はじめに
Linode Object Storageは非常に安価で便利なサービスのため、画像や動画、プログラムパッチなどサイズが大きなファイルを配信するためのOrigin Serverとして利用するケースがあるかと思います。
その際にAkamai CDNを利用しているユーザーは従来のAkamaiストレージサービスであるNetStorageのようにAkamai CDN経由のみでアクセスさせたいと考えるのではないでしょうか。
そこで今回はLinode Object StorageをAkamai CDN経由のみでアクセスする手順についてご紹介します。
Linode Object Storageとは
Linode Object Storageはグローバルに利用可能なS3互換ストレージソリューションです。
データ量は250GBから1PBまで拡張することができます。

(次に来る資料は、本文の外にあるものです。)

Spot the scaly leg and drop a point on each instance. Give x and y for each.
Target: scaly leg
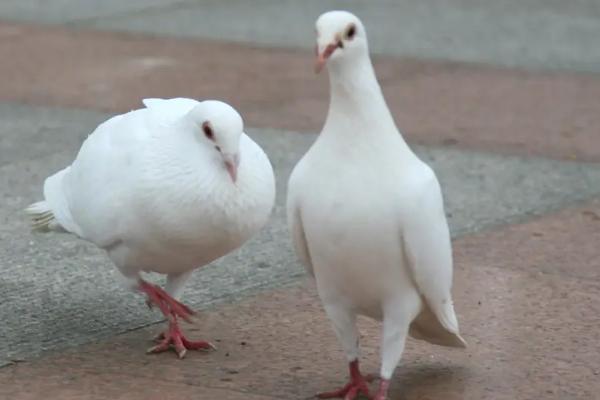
(172, 310)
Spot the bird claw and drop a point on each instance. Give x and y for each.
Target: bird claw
(357, 384)
(174, 339)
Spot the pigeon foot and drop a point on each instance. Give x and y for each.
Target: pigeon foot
(174, 339)
(172, 309)
(351, 391)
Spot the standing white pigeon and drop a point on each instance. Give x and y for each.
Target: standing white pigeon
(367, 216)
(167, 188)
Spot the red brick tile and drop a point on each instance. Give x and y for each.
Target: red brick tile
(530, 335)
(565, 243)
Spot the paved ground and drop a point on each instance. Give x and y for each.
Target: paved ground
(517, 151)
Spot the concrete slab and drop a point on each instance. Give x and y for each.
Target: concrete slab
(62, 11)
(530, 336)
(473, 107)
(58, 291)
(536, 34)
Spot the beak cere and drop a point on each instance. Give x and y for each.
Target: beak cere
(324, 56)
(231, 164)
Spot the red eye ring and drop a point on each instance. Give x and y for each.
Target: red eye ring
(350, 32)
(208, 132)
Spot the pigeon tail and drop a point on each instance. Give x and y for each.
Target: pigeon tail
(42, 217)
(441, 329)
(53, 214)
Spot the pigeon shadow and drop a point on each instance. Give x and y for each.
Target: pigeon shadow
(429, 382)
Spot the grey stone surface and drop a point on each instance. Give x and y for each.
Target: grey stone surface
(59, 291)
(554, 34)
(62, 11)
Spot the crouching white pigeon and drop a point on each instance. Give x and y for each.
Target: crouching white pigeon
(167, 188)
(367, 215)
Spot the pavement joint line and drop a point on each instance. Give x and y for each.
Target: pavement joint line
(144, 10)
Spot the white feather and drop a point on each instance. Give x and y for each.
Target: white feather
(148, 187)
(366, 214)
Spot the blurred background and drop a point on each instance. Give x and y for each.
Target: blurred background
(501, 97)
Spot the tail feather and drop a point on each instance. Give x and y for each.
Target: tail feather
(42, 217)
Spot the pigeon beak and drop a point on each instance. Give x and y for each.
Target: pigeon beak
(232, 161)
(324, 56)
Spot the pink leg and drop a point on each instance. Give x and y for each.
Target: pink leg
(356, 385)
(382, 391)
(171, 309)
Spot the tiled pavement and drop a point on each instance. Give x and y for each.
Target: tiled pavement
(517, 151)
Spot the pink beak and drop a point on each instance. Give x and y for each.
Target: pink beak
(324, 56)
(231, 164)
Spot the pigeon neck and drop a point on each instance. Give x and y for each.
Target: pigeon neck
(355, 92)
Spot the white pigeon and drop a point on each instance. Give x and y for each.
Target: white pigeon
(367, 215)
(166, 188)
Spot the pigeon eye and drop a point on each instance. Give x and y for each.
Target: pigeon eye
(351, 32)
(208, 132)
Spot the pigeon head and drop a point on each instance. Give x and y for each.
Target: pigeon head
(341, 37)
(220, 126)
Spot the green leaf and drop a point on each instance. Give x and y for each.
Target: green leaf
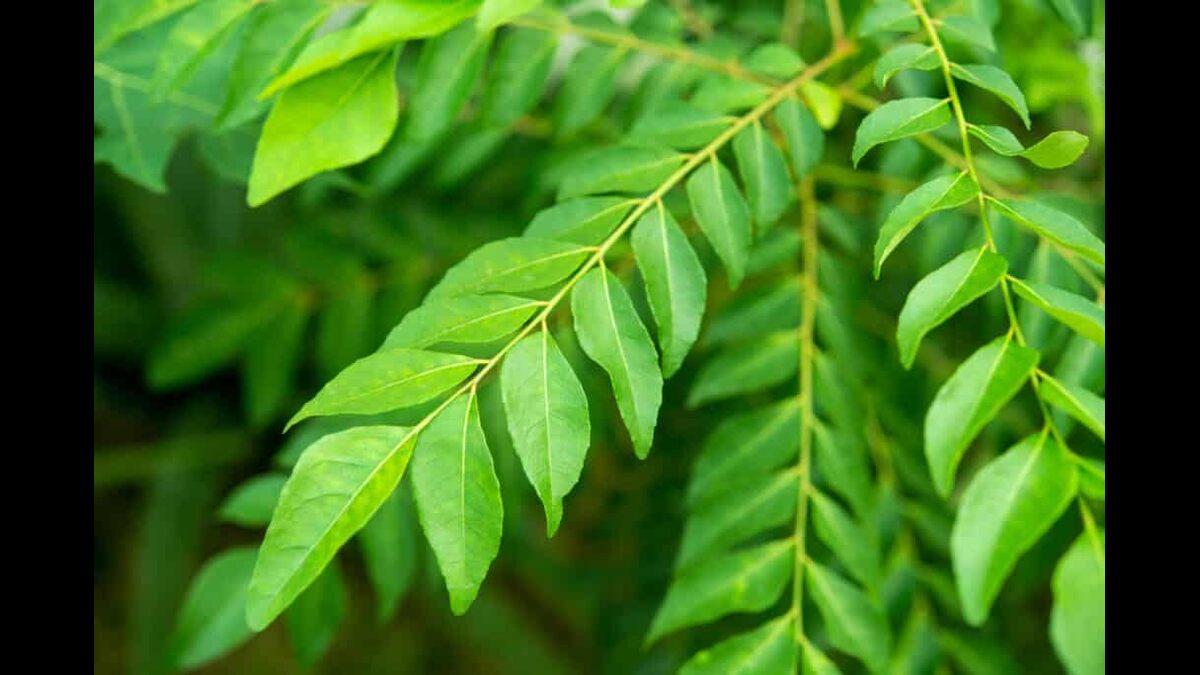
(388, 380)
(389, 553)
(495, 13)
(891, 16)
(805, 142)
(1005, 511)
(1077, 620)
(856, 625)
(905, 57)
(899, 119)
(339, 118)
(745, 444)
(547, 414)
(675, 284)
(1077, 401)
(383, 25)
(942, 293)
(765, 173)
(996, 82)
(678, 125)
(742, 509)
(747, 368)
(967, 30)
(587, 220)
(459, 499)
(1078, 312)
(213, 619)
(252, 503)
(1056, 226)
(748, 580)
(517, 75)
(510, 266)
(313, 620)
(976, 392)
(447, 72)
(621, 168)
(769, 647)
(461, 318)
(335, 488)
(723, 216)
(937, 195)
(613, 336)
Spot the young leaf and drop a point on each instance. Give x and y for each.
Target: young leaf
(747, 368)
(941, 193)
(549, 419)
(769, 647)
(1056, 226)
(213, 619)
(252, 503)
(510, 266)
(1005, 511)
(899, 119)
(976, 392)
(675, 284)
(905, 57)
(461, 318)
(1077, 401)
(1078, 312)
(942, 293)
(388, 380)
(619, 168)
(335, 488)
(856, 625)
(328, 121)
(1077, 620)
(612, 335)
(996, 82)
(745, 580)
(765, 173)
(459, 499)
(723, 216)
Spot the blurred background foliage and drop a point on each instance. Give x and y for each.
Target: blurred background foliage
(213, 322)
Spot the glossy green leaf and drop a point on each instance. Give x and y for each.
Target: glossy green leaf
(1078, 312)
(612, 335)
(213, 619)
(942, 293)
(335, 488)
(459, 499)
(905, 57)
(965, 404)
(765, 173)
(388, 380)
(1005, 511)
(769, 647)
(1077, 401)
(461, 318)
(937, 195)
(339, 118)
(676, 285)
(745, 580)
(547, 414)
(856, 625)
(996, 82)
(723, 216)
(511, 266)
(1056, 226)
(1077, 620)
(899, 119)
(747, 368)
(252, 503)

またインバウンド転送無料、アウトバウンド1TBまでの転送が価格に含まれています。
設定の流れ
1.Linode Object Storageの設定
2.Cloud Access Managerの設定
3.Akamai CDN の設定
1. Linode Object Storageの設定
Bucket の作成
上記のリンクからObject Storageの管理画面にアクセスし、Create Bucket
をクリックします。
Label
を入力し、 Region
を選択し、Create Bucket
をクリックします。
これで Bucket の作成は完了です。
Linode Object Storage Access Keyの作成
Akamai CDNのみからのアクセスにするため Bucket にアクセス制限を設定します。
上記のリンクからObject Storageの管理画面にアクセスし、Create Access Key
をクリックします。
Label
を入力し、Limited Access
を有効化します。
さきほど作成した Bucket のみ Read Only
とし、Create Access Key
をクリックします。
Access Key と Secret Key が表示されるので、メモ、もしくはダウンロードしてください。
※Secret Keyは I Have Saved My Secret Key
を押すと表示されなくなるので注意してください。
これでLinode Object Storage Access Keyの作成は完了です。
2. Cloud Access Managerの設定
Cloud Access Managerとは
Cloud Access Manager はCloud Origin認証を可能にし、Access Keyの形でその認証情報を安全に保存および管理することができます。
また、Akamai Intelligent PlatformとCloud Providerとの相互接続により、Akamaiの複数の製品や配信設定でAccess Keyを参照することができます。
Access Keyの作成
上記のリンクからAkamai Control Centerにアクセスし、Cloud Access Manager
と検索しクリックします。
次にNew Access Key
をクリックし、Access Keyを作成します。
各パラメータは以下を参考に入力しActivateしてください。
Access key IDとSecret access key IDに関してはLinode Object StorageのAccess Keyで作成したものを入力してください。
項目 | 入力例 |
---|---|
Name | tkmt91-test-key(任意の名前) |
Contract | 1-XYZYX(Akamai Contract ID) |
Group | tkmt91-property(設定対象Property Group) |
Authentication method | Amazon Web Services(S3互換のため) |
Access key ID | (Bucket Access Key) |
Secret access key ID | (Bucket Secret Key) |
Activateには約10分かかります。
Activate後、Access Keyの作成完了です。
3. Akamai CDN の設定
今回は大容量コンテンツ配信に特化した CDN である Download Delivery を作成します。
Linode Object Storageへのアクセスに関連する手順のみ記載します。
その他必要設定は環境に合わせて設定してください。
Origin Server
Origin Server の Origin Server Hostname
にLinode Object Storageで作成した BucketのHostnameを設定します。
※Hostnameは作成したBucketのNameの下に記載されています。
次に Behavior を一つ追加します。
+ Behavior > Standard property behavior をクリックします。
左のメニューで Origin Characteristics
を選択し、Insert Behavior
をクリックします。
以下のように Behavior が追加されます。
各パラメータは以下を参考に入力してください。
Access Keyに関してはCloud Access Managerで作成したAccess Keyを選択してください。
項目 | 入力例 |
---|---|
Authentication Method | Amazon Web Services(S3互換のため) |
Encrypted Storage | Yes |
Access Key | tkmt91-test-key(Cloud Access Managerで作成したAccess Key) |
Region | jp-osa-1(Bucketを作成したリージョン) |
Endpoint Service | s3(S3互換のため) |
設定を展開したら Akamai CDN の設定は完了です。
これでLinode object storageへのアクセスはAkamai CDN経由のみのアクセスとなりました。
最後に
この記事ではLinode object storageへのアクセスをAkamai CDN経由のみで実現する方法についてご紹介しました。今回はLinode Object Storageを用いましたが、AWS S3やGoogle Cloud Storageでも同様にご利用できます。簡単によりセキュアなアクセスを実現できますのでぜひ一度お試しください。